That the segregation of unmarried girls from general society in France has been concurrently attended by very imperfect educational training is undeniable. Were it not that the French are a naturally witty, shrewd, and self-possessed people, a French girl of the upper middle classes might appear to an English or American young lady to be a lamentably ignorant specimen of "femininity." She may have picked up a few scraps of English in her pensionnat, but she is never taught even the rudiments of Latin; she would think it unpatriotic to speak German; her knowledge of the history and literature of her own country is limited, and that of the history and literature of other countries usually nil. A little linear drawing constitutes the sum of her acquaintance with mathematics, and she may be deemed fortunate if she has managed to gather a slight smattering of physical science, and that not of a very accurate kind, from the writings of M. Jules Verne. If she has been educated in a convent, the good nuns have probably taught her that three-fourths of the things which she will enjoy with such eager zest when she is married and free are essentially wicked, and it is not at all improbable that if she has been brought up in a nunnery in the provinces, her clerical instructors have instilled into her such ideas on politics as to make her regard the existing Government of her country with horror and aversion.
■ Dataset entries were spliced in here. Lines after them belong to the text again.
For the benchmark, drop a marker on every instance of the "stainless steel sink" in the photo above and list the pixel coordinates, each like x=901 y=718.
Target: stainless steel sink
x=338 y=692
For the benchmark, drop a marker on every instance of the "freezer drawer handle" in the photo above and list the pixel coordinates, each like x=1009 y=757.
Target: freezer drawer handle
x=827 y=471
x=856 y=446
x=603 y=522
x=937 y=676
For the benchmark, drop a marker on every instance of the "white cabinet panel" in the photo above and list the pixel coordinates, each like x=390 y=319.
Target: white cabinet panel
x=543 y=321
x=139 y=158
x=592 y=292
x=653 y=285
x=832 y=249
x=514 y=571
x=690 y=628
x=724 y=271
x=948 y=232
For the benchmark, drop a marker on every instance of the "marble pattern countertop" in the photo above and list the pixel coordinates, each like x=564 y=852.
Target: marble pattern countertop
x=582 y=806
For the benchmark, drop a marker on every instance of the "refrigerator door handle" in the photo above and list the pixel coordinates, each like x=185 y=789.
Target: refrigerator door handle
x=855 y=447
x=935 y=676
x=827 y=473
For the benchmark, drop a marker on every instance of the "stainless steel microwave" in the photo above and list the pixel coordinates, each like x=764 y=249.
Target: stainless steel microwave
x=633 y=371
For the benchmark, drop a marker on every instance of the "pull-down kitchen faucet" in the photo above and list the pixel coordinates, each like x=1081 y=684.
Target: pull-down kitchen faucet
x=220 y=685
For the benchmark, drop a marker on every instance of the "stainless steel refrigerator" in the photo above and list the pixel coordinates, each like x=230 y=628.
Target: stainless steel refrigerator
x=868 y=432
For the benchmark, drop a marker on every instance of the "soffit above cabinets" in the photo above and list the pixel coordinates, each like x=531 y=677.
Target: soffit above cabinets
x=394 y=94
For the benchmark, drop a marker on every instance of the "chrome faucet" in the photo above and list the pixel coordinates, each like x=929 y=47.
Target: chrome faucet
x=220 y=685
An English school-girl happily knows much more about hardbake and almond rock than she does about Conservatism or Liberalism; and from the age of sixteen to twenty she is too much occupied with matters of dress and amusement and affairs of the heart to trouble herself about which political party is in office, or which is in opposition. If she has any politics at all they are "papa's"; unhappily, as French society is at present constituted, the politics of a French young lady are in most cases directly the reverse of those of her papa. They are mamma's, and mamma's politics are those of M. Le Cure. The only wonder is that, educationally hampered and restricted at every turn, incessantly watched by the Argus eyes of parents and priests, the young Frenchwoman, when she has passed through the probationary stages of a school-girl and a demoiselle a marier should bear herself with the confident aplomb and hold her own in the brilliantly self-assured manner customary with her after marriage. The formalities at the Mairie and the ceremonial of the nuptial benediction at the church seem instantaneously to have transformed her into another personage, and she takes her place, be it in society or behind the comptoir of her husband's shop or cafe, with a perfectly easy, self-reliant, and satisfied air. Yesterday she was all timidity and taciturnity. Today she would confront M. Le Prefet without hesitation, and is loquacious even to garrulity. She is free; and that may have something to do with the rapidity and the completeness of the metamorphosis.

Whether increased educational facilities by means of public school or collegiate training of a liberal and secular kind will exercise a favourable influence on the character of the always fascinating but often uneducated young Frenchwoman remains to be seen. The progress of the experiment at Castel-Sarrasin will be watched with much interest on both sides of the Channel, but the gibers and jokers must hold their hands for a time, and refrain from prematurely sarcastic disparagement of a new generation of les femmes savants.